Benefícios: O estudo não foi concebido para fornecer benefícios diretos aos participantes da pesquisa. No entanto, se a hipótese for verdadeira, os participantes do grupo de estudo podem usufruir do benefício. Uma vez que os riscos previstos para os participantes são mínimos, os riscos para os sujeitos são razoáveis ​​em relação aos benefícios previstos. O conhecimento adquirido com este estudo tem o potencial de impactar significativamente a prática clínica obstétrica. Ele fornecerá evidências que podem ser usadas na tomada de decisões e opções apresentadas às mulheres na cesariana. Os resultados, se nossa hipótese for verdadeira, contribuirão para o objetivo de longo prazo de fornecer opções seguras e eficazes durante a cesariana, o que reduzirá a morbidade, o custo dos cuidados de saúde e o tempo de internação hospitalar.

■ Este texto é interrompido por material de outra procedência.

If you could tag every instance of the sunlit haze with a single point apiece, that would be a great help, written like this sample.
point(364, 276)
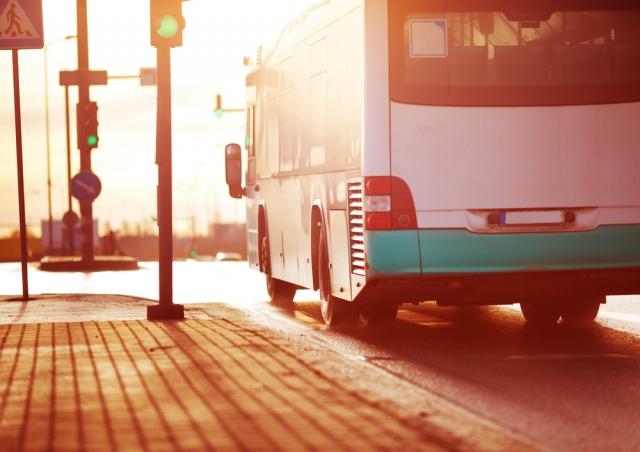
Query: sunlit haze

Riscos potenciais: Assim como todas as cesarianas, as pacientes correm risco de hemorragia, corioamnionite, complicações anestésicas, choque hemorrágico, parada cardíaca, insuficiência renal aguda, ventilação assistida, tromboembolismo venoso e infecções pós-operatórias. Neste estudo, embora não estejamos limpando a cavidade uterina, garantiremos que a placenta e as membranas sejam totalmente removidas.

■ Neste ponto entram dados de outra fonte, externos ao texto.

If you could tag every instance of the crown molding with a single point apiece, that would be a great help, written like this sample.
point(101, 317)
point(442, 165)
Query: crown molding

Proteção contra riscos: Grandes riscos acima e além daqueles incorridos com cuidados médicos padrão não são previstos com este protocolo. A cesariana é um procedimento comum na prática obstétrica. Não limpar a cavidade uterina durante a cesariana é um cuidado padrão de alguns dos atendentes aqui no Sparrow. A segurança será monitorada pelos investigadores. No caso de um evento adverso, ele será submetido ao Human research Protection Office (HRPO) aqui em Sparrow de acordo com as diretrizes padrão de relatório do HRPO.

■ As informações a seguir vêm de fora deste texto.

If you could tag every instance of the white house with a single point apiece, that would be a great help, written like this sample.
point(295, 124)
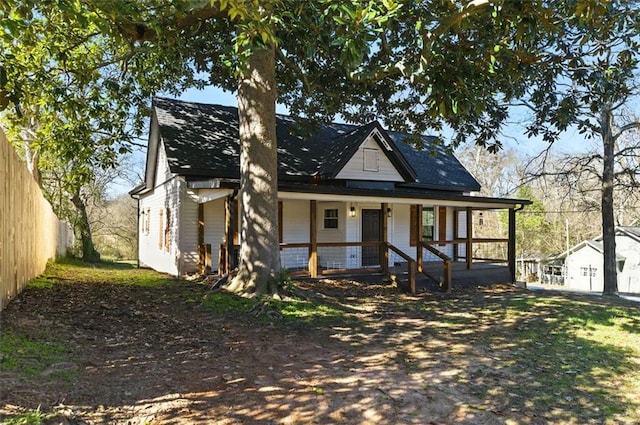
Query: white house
point(582, 264)
point(350, 197)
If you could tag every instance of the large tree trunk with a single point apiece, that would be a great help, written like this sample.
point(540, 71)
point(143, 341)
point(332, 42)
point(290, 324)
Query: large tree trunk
point(83, 227)
point(259, 265)
point(608, 225)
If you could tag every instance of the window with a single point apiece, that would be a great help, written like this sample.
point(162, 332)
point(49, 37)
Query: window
point(331, 218)
point(588, 271)
point(426, 223)
point(370, 160)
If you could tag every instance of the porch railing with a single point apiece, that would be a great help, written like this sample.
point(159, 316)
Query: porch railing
point(446, 264)
point(366, 257)
point(337, 258)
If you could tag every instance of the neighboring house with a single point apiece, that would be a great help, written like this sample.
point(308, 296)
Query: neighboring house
point(582, 265)
point(350, 197)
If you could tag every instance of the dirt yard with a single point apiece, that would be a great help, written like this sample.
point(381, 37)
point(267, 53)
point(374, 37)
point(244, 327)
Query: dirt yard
point(157, 355)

Plano de Monitoramento de Dados e Segurança: Embora se espere que os riscos para os participantes do estudo sejam mínimos e não maiores do que aqueles associados a cesáreas de rotina, várias medidas estão planejadas para garantir a segurança do paciente. O monitoramento envolverá o investigador principal que irá monitorar, documentar e relatar ao Conselho de Revisão Institucional quaisquer eventos adversos entre os participantes do estudo.

Dados, Segurança e Monitoramento - A Dra. Maude Guerin atuará como consultora para este estudo de pesquisa. Ela terá a tarefa de garantir a segurança geral dos indivíduos inscritos no estudo. Ela será responsável por interpretar os resultados da análise interina e tomar decisões, incluindo interromper o estudo.

Análise interina - A análise interina de eficácia será realizada com endometrite como o resultado primário de interesse. As análises serão realizadas pelo estatístico do estudo e apresentadas ao DSMB. O conselho fará uma recomendação sobre a continuação da condução do estudo. O investigador principal não será informado dos resultados da análise interina, a menos que o DSMB determine que algum nível de não-cegamento é necessário para tomar decisões finais sobre a condução do estudo. Possíveis decisões incluem interromper o estudo porque a eficácia foi alcançada ou por futilidade e modificar o tamanho da amostra.